Your first domain controller can be tricky to setup.  To begin with plan then check the Computer Name found in the System Icon.  Before you run DCPROMO make sure you have the correct Primary DNS Suffix, drill down through the More.. button.

My tactic is to do as little configuring of the forward lookup zone as possible and leave it all to the DCPROMO wizard.  Once Active Directory creates the forward lookup zone, I configure Active Directory integration to to replicate DNS records to the other servers.  Then I manually create the reverse lookup zone, add PTR records and check with NSLOOKUP.

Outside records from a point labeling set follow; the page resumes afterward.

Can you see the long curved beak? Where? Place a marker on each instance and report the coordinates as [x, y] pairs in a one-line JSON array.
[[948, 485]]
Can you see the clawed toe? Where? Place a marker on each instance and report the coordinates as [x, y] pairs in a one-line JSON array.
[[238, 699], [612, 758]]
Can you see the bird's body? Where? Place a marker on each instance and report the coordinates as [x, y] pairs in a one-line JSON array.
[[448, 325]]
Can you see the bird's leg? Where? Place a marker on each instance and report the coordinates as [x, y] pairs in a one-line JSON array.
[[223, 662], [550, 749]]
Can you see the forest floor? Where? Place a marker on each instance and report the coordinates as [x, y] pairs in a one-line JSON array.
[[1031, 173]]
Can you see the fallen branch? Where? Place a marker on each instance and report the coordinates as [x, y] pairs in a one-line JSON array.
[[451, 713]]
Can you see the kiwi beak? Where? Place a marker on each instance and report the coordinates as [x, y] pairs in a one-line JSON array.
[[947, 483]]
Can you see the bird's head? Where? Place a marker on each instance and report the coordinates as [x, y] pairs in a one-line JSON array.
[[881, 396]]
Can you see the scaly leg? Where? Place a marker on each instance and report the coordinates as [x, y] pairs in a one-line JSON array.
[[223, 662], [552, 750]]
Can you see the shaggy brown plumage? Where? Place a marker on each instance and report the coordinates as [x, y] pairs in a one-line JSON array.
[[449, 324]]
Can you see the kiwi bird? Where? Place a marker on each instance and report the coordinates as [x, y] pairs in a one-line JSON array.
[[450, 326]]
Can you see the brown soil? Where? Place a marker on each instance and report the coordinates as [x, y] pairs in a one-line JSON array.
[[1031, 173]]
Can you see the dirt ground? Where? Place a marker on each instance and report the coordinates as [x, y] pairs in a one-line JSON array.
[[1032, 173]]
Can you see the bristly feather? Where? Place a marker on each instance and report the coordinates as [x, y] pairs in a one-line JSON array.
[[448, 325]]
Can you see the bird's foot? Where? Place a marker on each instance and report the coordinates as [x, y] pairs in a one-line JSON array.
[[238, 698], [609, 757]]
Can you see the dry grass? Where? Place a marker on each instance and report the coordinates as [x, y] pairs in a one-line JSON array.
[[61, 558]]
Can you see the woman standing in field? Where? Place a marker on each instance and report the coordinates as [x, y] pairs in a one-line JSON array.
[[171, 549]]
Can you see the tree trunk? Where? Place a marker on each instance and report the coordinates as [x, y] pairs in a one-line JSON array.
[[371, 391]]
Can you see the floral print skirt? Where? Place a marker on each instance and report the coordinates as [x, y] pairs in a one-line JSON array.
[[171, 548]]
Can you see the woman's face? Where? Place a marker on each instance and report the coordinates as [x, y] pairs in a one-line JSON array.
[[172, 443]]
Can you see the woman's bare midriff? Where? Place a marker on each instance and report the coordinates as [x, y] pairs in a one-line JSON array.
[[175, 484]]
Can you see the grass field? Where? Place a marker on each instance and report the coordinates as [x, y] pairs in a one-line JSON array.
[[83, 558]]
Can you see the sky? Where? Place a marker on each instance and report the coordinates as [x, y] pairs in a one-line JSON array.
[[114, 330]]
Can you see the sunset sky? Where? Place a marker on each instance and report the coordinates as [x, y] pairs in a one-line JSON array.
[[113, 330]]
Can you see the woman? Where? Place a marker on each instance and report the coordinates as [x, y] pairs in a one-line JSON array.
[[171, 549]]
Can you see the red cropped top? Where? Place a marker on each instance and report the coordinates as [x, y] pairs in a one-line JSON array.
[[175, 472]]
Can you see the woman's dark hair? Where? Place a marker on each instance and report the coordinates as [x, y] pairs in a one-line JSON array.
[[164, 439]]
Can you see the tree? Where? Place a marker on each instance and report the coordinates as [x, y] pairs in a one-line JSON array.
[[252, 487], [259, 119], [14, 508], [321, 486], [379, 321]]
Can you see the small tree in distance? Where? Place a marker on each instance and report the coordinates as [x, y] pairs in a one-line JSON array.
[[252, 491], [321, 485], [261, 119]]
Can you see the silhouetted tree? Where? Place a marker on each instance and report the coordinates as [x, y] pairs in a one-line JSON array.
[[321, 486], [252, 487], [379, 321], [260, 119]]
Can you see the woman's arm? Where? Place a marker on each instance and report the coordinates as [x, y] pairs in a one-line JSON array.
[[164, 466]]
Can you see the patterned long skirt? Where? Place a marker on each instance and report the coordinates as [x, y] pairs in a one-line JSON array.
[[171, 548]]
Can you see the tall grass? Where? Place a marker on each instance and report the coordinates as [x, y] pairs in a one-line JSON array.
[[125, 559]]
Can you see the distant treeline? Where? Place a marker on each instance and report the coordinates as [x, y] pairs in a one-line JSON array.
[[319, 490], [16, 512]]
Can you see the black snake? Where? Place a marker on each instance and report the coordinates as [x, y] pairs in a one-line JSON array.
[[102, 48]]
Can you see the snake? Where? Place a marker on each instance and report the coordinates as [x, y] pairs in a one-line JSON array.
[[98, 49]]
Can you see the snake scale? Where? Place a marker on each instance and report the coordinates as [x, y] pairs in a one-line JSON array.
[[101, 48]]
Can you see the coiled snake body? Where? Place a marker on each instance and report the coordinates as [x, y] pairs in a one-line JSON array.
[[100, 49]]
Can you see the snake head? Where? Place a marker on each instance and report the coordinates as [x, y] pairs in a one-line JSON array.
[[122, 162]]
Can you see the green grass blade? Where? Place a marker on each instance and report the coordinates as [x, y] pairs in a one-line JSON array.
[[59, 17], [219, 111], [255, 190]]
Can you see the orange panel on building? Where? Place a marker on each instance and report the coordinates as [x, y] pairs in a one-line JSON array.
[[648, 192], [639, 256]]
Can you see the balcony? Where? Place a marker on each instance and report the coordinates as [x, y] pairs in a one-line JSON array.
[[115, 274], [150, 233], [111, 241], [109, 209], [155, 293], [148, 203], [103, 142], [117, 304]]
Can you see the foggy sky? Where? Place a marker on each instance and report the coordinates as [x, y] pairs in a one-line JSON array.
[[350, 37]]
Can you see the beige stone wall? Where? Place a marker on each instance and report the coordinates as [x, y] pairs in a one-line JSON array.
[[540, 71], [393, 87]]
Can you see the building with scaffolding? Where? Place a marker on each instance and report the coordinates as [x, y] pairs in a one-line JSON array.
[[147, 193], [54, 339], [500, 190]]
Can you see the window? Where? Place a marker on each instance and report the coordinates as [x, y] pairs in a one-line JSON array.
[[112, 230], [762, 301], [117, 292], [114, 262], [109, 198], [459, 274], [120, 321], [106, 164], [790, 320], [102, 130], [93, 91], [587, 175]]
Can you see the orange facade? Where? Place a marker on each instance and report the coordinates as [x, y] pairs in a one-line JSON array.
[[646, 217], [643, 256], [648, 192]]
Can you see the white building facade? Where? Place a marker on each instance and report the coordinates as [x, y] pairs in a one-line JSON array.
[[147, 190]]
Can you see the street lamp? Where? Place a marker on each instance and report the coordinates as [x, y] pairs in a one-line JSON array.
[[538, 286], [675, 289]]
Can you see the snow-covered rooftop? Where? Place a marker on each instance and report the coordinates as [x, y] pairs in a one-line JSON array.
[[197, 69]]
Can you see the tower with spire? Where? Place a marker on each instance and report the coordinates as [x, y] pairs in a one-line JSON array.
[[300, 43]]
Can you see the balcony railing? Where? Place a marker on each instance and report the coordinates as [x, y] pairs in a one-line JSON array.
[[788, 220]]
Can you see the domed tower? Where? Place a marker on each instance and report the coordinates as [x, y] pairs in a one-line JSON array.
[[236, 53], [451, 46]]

20. DHCP (Dynamic Host Control Protocol)

I used to think you needed a DHCP server on every Subnet, but now I recommend just two DHCP servers to share each scope, with a DHCP relay agent on each subnet.  DHCP fits in well with DNS and domain controllers, so I would install DHCP on selected domain controllers.

Once you have installed DHCP, there is much configuration work. But before you do anything else, you must Authorize the DHCP servers in Active Directory.  I believe this authorization is a device to make you stop and think 'do I need another DHCP server?'  Officially the authorization is to prevent rogue techies installing an extra DHCP server when it takes their fancy.